When Athena's done with those, she moves on to summaries of Overwatch activity. The three-man team of Zenyatta, Reinhardt, and Mei-Ling saw great success in their mission of apprehending a terrorist cell in Germany. The German government, in thanks, has pledged funding and support to the recalled Overwatch. That could mean reopening of a Germany base. Reinhardt would love that, Hana knows.

No news on Ana and Jack, undercover in China. As for those stuck at Gibraltar, daily team exercises are ongoing. New missions will be discussed when the three return from Germany.

Hana's almost done making the bed when Athena shifts to the news. She's only half-listening, until a certain phrase fixes its claws in her and refuses to let go.

"...over one-hundred-and-twenty confirmed civilian casualties in an attack in Moscow. Authorities have placed responsibility for the series of explosions on self-destructing omnics—"

Her breath catches again. The sheets wrinkle under her hands. Blood splatters over and over again onto the cockpit. Fire roars outside. Lúcio's music blends into a strangled yell and the sound of an explosion. She sits inside, all safe, so safe.

"—unknown, but further investigations are pending. Katya Volskaya released a message to the people of Russia urging strength and unity alongside the president's address. Volskaya Industries' newest Svyatogor models are expected to see completion before the end—"

"Stop it!" she bursts out. "Just be quiet!"

The immediate silence is deafening. Athena says nothing. Hana stands and breathes, shaking. It's the same in Russia. There will be pilots in their mechs, depending on technology to save them. Some of them will die, and some of them will live, only luck determining who's who.

A few long moments later, Athena breaks the silence.

"Agent Song," she says gently, "your vitals."

Hana resents it.

She rubs a hand across her no-longer-damp face, glares at her water bottle for being empty, and stares out the window at the strait. She slowly calms, though peace evades her this time. In its place is just a sinking feeling.

"I think I'll just finish the debrief later." The shaking undoubtedly undermines the nonchalance in her voice.

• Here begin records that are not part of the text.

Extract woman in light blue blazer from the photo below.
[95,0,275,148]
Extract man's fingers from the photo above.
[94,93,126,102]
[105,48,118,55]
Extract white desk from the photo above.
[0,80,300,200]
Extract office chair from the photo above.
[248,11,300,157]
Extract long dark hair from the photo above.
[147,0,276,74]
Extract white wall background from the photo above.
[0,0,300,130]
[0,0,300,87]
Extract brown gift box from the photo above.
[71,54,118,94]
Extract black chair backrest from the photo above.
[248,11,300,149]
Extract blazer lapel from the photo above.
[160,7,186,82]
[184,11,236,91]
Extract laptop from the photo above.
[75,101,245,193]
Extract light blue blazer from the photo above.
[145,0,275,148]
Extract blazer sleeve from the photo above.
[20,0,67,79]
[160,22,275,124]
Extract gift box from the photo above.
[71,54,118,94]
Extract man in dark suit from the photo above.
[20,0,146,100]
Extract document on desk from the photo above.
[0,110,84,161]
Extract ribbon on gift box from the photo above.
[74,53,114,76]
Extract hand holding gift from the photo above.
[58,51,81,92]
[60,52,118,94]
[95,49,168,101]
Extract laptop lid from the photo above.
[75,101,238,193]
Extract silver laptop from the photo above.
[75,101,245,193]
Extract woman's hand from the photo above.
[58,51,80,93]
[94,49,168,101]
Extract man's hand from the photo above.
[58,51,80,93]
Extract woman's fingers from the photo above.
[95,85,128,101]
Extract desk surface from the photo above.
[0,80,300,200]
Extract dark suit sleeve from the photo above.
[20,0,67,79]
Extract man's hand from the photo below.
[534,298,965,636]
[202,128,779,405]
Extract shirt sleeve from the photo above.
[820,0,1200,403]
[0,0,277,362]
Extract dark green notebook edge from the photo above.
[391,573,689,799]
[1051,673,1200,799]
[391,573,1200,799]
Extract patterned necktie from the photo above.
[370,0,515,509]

"Of course." Athena's logo blinks once and the screen goes dark.

She listens to over-loud pop music while she gets dressed, sending mental apologies to her neighbors, though Fareeha and Lena are both almost certainly up at this hour anyway. The tactic almost works to drown out her thoughts.

Almost.

When she's done getting ready, her room is perfect again. Her bed is made, her dirty clothes discarded into the laundry bin, her desk free of food crumbs or wrappings. Instead there are stuffed animals, mainly bunnies. Her own merchandise and that of her sponsors. Posters on the walls advertise various games, along with one featuring Lúcio's beaming face.

It's the room of the person she is when she streams. Right now she wishes it was empty.

Pinned right above one of her monitors is a picture, perfectly positioned so none of her webcams will pick it up. She's there, third from the right, giving the girl beside her bunny ears. It's the only good picture she has of her whole squad. No mechs, no omnics, just them standing beside each other and smiling into the camera with the confidence that says they'll do their jobs and save Korea before lunchtime.

And they did, didn't they?

* * *

"Was that great, or what?" Lúcio whoops as they trek back from the training fields to the showers. "Four out of four wins. They couldn't touch us!"

"I'd say we make a pretty good team," Lena chirps in agreement.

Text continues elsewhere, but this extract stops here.